Fourth, there is the article about Julius Streicher, the notorious Jew baiter and Gauleiter of Franconia (Nuremberg). Streicher was also interned at Augsburg. I saw him daily when his group exercised—walked and did individual calisthenics. He was ostracized not only by the military officers, but also by the other Nazi big-wigs, like Ley, Frick, Schirach et al. All of them wanted to distance themselves from anti-Semitism and wanted to please their interrogators, most of whom were Jewish.

G.K. “Joe” Guennel
Littleton, Colorado

Hofer was arrested on May 6, 1945, by the U.S. Army in Tyrol and held in an internment camp. In 1948, he managed to flee to Germany, where he continued his former trade as a salesman in Mülheim, in the end under his true name. In Austria, Hofer was sentenced in absentia in June 1949 to death. In July 1953, a Munich appeal court upheld a sentence of three years and five months in labor prison. When interviewed by the press during this time, Hofer made it known that his National Socialist convictions were unbroken. 

What Lithuanian Troops?

Dear Editor,

I have read WWII History for several years now with keen interest, because I lived through the whole mess of that war during the very critical years of my life, age 11 to 16. I come from the very center of the European continent—Lithuania. In those years I witnessed at least four armies of different countries marching back and forth, including the U.S. Army, in which I had the honor of serving (in Germany) during the Korean War.

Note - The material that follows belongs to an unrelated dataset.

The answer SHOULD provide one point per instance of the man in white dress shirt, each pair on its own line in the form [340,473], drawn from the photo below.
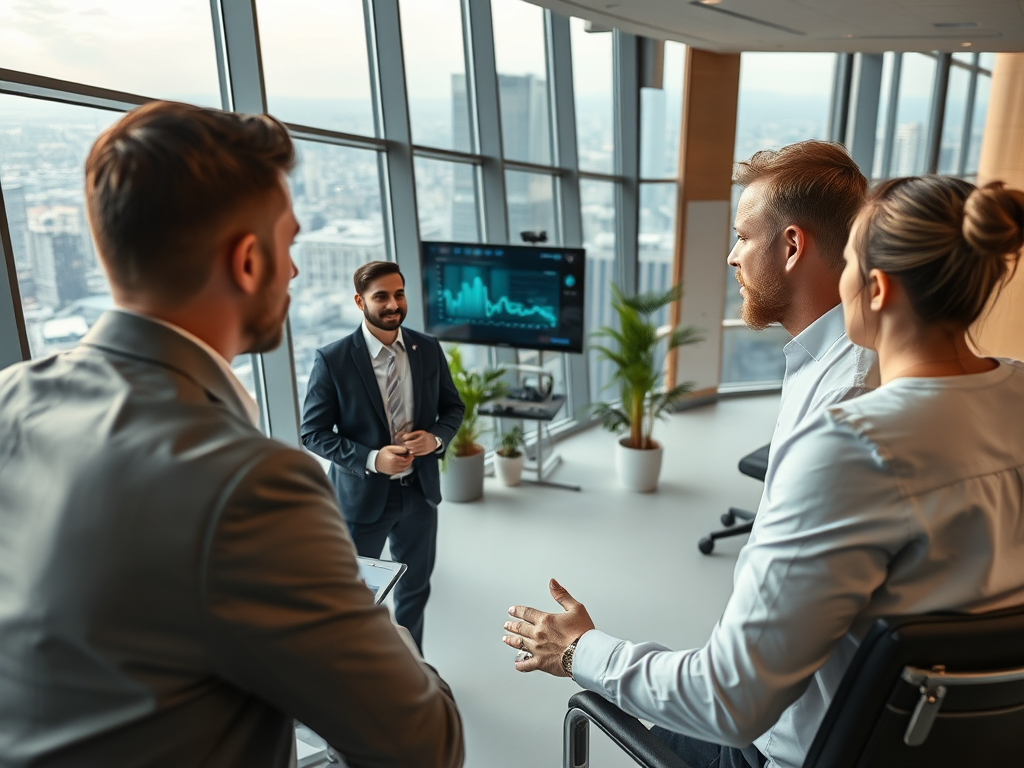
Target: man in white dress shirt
[792,224]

As we all know, not everything is true that is written in back and white, even in WWII History. There is an error in Michael Hull’s Profile of Sergeant Anton Schmid (January 2009 issue). Hull states, “The killings in Lithuania were carried out by so-called action groups of Einsatzkommando 3, led by SS Colonel Karl Jager and supported by Lithuanian troops, from July 2, 1941 onward.”

There is a widely accepted truth that these Einsatzgruppen contained not only German, but also some individuals of other nationalities, including some inhabitants of Lithuania of questionable nationality or social status, some of them simply being habitual turncoats. But to call them “Lithuanian troops” is erroneous. After the occupation of Lithuania by the Soviets and also by the subsequent invasion of the Soviet Union by the Germans, Lithuania’s independence was not restored. The Nazis treated my native country as a part of the occupied East or an integral part of their “drang nach Osten” policy. Hence, there was no Lithuanian army or Lithuanian troops at that time as such.

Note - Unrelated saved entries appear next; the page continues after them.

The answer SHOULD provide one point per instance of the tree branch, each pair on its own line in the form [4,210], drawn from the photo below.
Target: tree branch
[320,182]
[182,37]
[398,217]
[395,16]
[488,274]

It is also true that, to my knowledge, the Germans managed to form only three or four separate volunteer battalions in Lithuania to aid them in guarding or transportation duties. They were dressed in Wehrmacht uniforms and commanded by the German officers. Later most of these men were sent to the Eastern Front, where the majority of them perished from malaria in the summer, unusually harsh winters, or from the bullets of the Red Army. Only a handful survived to tell the stories about that futile Hitler’s war.

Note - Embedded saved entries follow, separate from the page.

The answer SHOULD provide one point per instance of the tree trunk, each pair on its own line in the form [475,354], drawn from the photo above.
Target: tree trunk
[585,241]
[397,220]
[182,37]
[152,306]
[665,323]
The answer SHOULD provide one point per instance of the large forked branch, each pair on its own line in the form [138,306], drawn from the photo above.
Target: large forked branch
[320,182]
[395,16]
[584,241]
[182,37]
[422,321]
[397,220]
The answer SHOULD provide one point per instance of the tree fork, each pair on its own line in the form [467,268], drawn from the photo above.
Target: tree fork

One of these survivors was Juozas (Joe), who lived just about a block away from me and passed away a couple of years ago. He participated in a lot of action at Volkov River, had contracted malaria, but was saved by a nurse in a hospital somewhere in Latvia, who, in his words, was sent from heaven just in time to pull him out from seeing the light at the end of the tunnel. He told me that he knew very little about the extermination of the Jews in Vilnius or elsewhere in Lithuania.

Incidentally, Joe showed me a clipping from a German military magazine, where he was asked to pose for a photographer as a Wehrmach lieutenant, ready to throw a grenade at the enemy. His “promotion” from private to lieutenant, of course, only lasted for an hour or two. He once jokingly lamented to me that he never was presented with a Volkswagen that the Nazis promised for participation in the “crusade” against communism.

Jonas Sarka
Omaha, Nebraska

Note: Opinions expressed in “Dispatches” do not represent those of the writers, editors, or staff of WWII History or Sovereign Media.